NYPD Officer Who Fatally Shot Akai Gurley Gets No Jail Time, Conviction Reduced

Peter Liang shot unarmed Akai Gurley in a Brooklyn housing development stairwell.

A judge on Tuesday reduced the conviction against former New York Police Officer Peter Liang — who fatally shot unarmed Akai Gurley in 2014 — from manslaughter to criminally negligent homicide.

"I apologize to Melissa Butler and Akai Gurley's family," Liang said in court as he turned and faced the gallery. "I love my wife and family for supporting me I want them to be proud of me."

He added that he wanted to be a police officer from a very young age.

"My parents thought it was a foolish dream to become a police officer," Liang said. "It was a dream come true when I graduated the police academy. The shooting was an accident...My life has forever changed."

Liang fired his service weapon while he was on the eighth floor stair landing of the Pink Houses in Brooklyn. The bullet hit a wall, ricocheted, and fatally struck Gurley, who was standing on the seventh floor landing.

Brooklyn Supreme Court Judge Danny Chun sentenced Liang to five years probation and 800 hours of community service.
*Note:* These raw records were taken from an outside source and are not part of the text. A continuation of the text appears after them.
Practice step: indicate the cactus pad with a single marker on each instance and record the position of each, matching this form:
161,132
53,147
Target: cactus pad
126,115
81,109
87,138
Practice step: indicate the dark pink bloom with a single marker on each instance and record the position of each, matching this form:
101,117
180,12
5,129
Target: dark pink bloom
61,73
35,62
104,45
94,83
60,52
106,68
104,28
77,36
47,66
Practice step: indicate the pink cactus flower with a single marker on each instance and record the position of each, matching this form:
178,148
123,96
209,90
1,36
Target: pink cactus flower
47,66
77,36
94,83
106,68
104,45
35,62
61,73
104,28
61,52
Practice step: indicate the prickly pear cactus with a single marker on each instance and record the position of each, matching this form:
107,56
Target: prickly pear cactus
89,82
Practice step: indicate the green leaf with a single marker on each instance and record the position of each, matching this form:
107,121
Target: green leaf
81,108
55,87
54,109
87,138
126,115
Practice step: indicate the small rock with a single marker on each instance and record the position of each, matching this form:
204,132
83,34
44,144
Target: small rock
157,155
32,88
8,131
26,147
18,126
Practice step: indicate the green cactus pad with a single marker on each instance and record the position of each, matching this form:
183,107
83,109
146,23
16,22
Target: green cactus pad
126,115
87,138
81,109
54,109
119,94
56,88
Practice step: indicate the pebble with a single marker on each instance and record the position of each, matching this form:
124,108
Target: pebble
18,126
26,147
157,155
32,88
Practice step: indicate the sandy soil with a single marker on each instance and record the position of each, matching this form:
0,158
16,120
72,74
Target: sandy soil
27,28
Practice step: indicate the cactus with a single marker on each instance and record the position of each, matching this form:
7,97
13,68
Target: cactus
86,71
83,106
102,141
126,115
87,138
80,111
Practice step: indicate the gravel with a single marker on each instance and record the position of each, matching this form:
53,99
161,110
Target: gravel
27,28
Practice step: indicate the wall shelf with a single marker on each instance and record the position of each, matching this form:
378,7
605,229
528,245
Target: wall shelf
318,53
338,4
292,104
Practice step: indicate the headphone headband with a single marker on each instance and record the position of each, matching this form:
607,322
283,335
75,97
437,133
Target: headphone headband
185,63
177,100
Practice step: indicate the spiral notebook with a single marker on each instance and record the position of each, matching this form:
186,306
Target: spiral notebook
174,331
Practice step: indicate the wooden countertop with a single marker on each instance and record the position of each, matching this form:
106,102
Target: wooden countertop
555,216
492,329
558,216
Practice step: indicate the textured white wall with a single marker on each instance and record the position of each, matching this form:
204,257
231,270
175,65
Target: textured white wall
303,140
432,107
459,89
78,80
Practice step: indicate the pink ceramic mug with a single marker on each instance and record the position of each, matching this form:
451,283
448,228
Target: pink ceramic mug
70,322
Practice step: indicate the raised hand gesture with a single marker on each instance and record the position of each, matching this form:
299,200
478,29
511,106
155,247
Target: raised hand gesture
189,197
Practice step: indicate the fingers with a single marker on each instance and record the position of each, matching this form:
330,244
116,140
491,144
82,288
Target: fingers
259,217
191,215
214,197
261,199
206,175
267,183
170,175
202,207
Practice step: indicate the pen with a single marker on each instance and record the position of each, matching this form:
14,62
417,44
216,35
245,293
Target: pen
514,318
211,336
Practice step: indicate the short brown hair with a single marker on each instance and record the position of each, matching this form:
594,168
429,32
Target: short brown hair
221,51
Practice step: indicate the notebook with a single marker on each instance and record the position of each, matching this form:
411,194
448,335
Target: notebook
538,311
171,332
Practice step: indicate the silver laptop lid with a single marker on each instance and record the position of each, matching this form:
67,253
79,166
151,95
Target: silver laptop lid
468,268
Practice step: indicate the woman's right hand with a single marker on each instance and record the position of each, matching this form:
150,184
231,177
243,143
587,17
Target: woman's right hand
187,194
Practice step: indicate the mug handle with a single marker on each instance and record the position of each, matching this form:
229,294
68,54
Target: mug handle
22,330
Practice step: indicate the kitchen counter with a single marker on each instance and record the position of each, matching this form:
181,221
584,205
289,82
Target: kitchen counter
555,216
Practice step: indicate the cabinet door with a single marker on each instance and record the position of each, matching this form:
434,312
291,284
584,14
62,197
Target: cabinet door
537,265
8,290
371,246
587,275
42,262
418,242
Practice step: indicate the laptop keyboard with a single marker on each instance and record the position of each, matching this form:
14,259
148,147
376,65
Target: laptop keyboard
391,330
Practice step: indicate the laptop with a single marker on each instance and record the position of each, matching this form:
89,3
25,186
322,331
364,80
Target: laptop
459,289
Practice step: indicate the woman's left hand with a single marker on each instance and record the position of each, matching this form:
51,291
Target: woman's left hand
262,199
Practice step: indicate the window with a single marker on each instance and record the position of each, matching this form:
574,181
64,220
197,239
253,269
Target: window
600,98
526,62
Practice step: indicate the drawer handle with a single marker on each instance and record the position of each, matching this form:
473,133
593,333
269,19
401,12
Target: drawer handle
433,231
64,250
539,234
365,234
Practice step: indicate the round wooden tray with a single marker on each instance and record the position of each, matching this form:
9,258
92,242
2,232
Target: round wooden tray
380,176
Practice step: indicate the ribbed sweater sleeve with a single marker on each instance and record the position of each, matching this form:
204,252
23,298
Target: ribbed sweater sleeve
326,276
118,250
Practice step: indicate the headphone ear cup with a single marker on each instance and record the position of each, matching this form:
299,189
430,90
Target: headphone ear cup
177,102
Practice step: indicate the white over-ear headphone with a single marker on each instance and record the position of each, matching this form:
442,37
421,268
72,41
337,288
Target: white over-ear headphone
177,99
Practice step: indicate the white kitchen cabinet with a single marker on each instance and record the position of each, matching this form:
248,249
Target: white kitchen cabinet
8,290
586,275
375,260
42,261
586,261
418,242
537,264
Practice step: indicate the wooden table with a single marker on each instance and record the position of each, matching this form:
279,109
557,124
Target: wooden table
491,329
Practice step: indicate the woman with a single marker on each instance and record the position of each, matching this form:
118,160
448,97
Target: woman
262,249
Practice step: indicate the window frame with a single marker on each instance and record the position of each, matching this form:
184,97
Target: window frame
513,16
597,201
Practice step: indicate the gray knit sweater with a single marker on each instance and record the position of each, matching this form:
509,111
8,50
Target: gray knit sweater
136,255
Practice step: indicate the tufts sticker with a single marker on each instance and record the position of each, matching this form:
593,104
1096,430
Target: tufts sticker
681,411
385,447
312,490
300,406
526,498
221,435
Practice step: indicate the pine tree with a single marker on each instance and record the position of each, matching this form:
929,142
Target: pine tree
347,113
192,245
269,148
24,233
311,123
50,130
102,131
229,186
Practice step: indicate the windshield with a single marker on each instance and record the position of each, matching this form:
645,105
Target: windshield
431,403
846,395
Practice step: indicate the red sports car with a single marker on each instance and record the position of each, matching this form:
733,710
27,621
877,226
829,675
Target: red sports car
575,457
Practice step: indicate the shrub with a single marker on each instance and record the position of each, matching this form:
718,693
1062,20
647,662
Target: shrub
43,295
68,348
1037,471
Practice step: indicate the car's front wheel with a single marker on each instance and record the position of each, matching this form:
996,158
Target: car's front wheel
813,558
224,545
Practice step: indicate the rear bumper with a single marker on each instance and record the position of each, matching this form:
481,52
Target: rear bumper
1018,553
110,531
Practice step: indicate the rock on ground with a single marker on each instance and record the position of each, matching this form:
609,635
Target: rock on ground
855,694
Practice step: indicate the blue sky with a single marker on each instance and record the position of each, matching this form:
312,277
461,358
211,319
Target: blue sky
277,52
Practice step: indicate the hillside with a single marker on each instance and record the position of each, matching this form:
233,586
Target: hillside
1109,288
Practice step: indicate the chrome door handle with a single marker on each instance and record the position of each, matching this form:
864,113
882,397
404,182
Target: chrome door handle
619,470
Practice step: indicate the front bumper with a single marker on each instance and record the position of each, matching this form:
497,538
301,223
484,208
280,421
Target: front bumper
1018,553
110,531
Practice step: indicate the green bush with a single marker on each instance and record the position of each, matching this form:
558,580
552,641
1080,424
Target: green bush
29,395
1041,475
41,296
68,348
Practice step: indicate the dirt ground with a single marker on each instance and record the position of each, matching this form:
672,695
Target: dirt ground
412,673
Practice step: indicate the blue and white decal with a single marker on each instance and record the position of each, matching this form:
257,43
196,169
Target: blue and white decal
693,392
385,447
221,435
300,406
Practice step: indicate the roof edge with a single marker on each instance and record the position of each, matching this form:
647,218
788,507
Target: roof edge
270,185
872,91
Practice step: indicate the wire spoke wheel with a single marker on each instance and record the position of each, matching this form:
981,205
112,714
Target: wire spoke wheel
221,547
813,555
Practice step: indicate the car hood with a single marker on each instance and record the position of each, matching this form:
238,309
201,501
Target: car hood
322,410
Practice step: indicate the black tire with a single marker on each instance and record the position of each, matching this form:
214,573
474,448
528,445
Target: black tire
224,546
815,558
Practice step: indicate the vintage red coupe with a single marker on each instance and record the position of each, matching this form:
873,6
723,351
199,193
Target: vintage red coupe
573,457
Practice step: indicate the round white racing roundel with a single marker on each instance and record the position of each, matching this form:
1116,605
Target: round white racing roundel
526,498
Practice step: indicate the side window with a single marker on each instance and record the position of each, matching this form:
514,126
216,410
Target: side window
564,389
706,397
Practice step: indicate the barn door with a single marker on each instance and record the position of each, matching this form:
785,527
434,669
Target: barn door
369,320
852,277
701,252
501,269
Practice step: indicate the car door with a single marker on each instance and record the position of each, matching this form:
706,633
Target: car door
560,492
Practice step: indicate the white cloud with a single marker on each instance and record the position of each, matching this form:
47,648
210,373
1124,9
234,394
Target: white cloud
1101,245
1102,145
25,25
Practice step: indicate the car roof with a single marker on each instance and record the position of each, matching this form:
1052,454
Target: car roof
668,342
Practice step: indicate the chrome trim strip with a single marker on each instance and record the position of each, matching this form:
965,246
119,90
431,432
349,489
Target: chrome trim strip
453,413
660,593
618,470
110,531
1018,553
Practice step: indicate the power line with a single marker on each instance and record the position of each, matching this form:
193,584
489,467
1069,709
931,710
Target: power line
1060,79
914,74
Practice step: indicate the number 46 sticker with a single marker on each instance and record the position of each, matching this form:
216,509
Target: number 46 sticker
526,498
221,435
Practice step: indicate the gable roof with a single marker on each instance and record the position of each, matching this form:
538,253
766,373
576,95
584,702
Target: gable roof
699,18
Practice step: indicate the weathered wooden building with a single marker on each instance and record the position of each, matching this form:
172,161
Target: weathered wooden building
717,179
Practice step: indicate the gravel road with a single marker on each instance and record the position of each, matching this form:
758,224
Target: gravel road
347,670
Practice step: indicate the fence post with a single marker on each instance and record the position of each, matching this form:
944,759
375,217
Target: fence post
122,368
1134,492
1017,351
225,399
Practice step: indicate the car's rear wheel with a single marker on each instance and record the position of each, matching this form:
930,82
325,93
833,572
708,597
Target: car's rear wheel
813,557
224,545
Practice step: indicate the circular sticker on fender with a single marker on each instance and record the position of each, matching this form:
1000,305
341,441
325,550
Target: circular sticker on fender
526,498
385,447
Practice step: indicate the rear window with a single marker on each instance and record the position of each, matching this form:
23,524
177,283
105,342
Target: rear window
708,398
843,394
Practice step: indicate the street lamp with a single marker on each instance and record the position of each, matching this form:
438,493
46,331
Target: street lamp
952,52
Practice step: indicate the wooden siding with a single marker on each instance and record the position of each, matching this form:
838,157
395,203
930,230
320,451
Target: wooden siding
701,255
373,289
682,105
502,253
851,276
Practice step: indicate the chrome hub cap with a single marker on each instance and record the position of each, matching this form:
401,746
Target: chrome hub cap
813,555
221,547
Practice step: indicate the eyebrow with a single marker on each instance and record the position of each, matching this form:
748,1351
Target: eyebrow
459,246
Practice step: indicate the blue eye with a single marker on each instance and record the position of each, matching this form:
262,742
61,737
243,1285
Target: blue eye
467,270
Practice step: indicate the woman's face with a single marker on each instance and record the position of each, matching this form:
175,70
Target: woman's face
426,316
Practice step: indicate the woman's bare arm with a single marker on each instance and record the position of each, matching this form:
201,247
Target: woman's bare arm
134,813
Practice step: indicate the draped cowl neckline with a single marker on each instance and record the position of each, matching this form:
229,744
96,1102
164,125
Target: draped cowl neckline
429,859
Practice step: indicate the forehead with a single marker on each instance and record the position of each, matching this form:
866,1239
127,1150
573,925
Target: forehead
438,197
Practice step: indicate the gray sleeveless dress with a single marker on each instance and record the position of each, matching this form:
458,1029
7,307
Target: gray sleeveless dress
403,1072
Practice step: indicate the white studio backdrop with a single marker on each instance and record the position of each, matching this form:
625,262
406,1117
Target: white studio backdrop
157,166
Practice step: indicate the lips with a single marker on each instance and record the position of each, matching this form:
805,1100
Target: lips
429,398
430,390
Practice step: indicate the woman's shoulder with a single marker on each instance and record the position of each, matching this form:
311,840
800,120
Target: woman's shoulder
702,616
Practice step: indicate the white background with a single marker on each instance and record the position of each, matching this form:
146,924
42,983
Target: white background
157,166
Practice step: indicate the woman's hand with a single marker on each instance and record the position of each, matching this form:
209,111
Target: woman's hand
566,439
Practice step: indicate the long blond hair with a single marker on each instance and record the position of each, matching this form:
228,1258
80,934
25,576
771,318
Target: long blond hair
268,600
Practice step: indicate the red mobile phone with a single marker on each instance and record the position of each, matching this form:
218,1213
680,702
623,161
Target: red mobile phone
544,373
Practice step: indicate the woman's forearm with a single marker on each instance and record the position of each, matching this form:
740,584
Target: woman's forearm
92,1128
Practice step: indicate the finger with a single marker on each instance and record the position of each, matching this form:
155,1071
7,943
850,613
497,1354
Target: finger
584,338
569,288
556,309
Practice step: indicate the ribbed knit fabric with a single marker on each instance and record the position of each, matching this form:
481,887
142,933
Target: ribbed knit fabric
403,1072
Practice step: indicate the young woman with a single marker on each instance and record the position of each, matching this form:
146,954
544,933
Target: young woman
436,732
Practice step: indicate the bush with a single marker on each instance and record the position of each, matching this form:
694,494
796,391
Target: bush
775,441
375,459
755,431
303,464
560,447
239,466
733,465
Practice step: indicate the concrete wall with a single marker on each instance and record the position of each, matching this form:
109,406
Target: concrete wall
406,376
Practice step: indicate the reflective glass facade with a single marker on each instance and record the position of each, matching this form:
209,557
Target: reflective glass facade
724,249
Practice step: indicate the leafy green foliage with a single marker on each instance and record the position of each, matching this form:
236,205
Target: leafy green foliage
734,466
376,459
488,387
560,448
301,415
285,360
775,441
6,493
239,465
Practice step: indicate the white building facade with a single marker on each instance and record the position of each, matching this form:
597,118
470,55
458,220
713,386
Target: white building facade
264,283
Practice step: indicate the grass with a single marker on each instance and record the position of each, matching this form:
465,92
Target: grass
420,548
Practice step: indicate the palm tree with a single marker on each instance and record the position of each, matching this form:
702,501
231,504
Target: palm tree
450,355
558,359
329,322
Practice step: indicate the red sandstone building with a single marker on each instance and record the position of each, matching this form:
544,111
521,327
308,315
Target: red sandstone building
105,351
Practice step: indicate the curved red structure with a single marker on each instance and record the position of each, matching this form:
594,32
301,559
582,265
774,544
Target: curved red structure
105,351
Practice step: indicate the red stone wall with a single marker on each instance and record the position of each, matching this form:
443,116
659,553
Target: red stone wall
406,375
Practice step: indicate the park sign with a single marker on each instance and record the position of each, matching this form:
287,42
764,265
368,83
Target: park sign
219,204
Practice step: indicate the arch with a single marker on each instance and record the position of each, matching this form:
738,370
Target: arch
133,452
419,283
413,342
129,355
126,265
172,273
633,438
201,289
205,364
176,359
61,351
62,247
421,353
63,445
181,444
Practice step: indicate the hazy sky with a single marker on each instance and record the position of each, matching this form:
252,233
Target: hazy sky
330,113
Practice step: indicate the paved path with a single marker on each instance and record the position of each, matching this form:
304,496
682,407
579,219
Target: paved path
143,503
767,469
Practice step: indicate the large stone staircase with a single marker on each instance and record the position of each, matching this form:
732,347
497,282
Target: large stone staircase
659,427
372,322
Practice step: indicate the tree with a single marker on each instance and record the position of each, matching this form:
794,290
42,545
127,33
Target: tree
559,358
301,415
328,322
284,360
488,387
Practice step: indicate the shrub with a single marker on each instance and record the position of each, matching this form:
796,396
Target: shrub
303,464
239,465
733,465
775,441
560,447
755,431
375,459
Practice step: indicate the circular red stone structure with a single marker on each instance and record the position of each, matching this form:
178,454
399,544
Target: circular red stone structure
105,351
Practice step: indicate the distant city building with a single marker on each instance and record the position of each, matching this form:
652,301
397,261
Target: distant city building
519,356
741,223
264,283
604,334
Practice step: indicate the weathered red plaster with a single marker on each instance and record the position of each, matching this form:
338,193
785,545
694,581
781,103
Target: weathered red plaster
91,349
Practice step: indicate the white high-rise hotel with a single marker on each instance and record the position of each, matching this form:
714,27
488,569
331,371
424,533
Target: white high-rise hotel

Brooklyn District Attorney Ken Thompson had previously requested Liang not be sent to prison.

"As I watched the video of the defendant entering the lobby of the Pink Houses, I couldn't help but get the impression that he was entering with a serious mind of doing his job of protecting the people," Chun said. "Shooting that gun and killing somebody was probably the last thing on his mind. This was not an intentional act. This was an act of criminal negligence."

But the judge's decision didn't go over well with family members.

"There is no justice," Gurley's aunt, Hertencia Petersen, said as she exited the courtroom after the hearing. "This is ridiculous."

Inside the courtroom, family and others told the court how Gurley's death had affected them.

"When you stole Akai's life, you stole mine as well," Gurley's girlfriend, Melissa Butler, said as she addressed the former officer. "You took a piece of me. You took a piece of my heart."

Kimberly Ballinger, the mother of Gurley's daughter, said in court that she has to relive what happened that night over and over.

"Every day she asks me why her dad was killed by a police officer," Ballinger said.

Crowd gathers outside Brooklyn courthouse protesting #PeterLiang sentence. #AkaiGurley

Protesters gathered outside the courthouse after the hearing to denounce the judge's decision.

"Michael Vick did 18 months for killing a dog. Peter Liang killed a human being and he's getting community service," Daniel Sanchez said. "What community is he going to serve? Not ours."

Other protested in solidarity with Gurley's family.

"I'm going to keep going out in public spaces and demand our voices be heard," a protester who refused to give her full name said. "I'm standing with the people who lost loved ones from reckless violence."

Thompson, meanwhile, vowed to appeal the modification from manslaughter to the lesser criminally negligent homicide.

"While our sentencing recommendation was fair under the unique circumstances of this case, we respectfully disagree with the judge's decision to reduce the jury's verdict and will fight to reverse it on appeal," the district attorney said in a statement.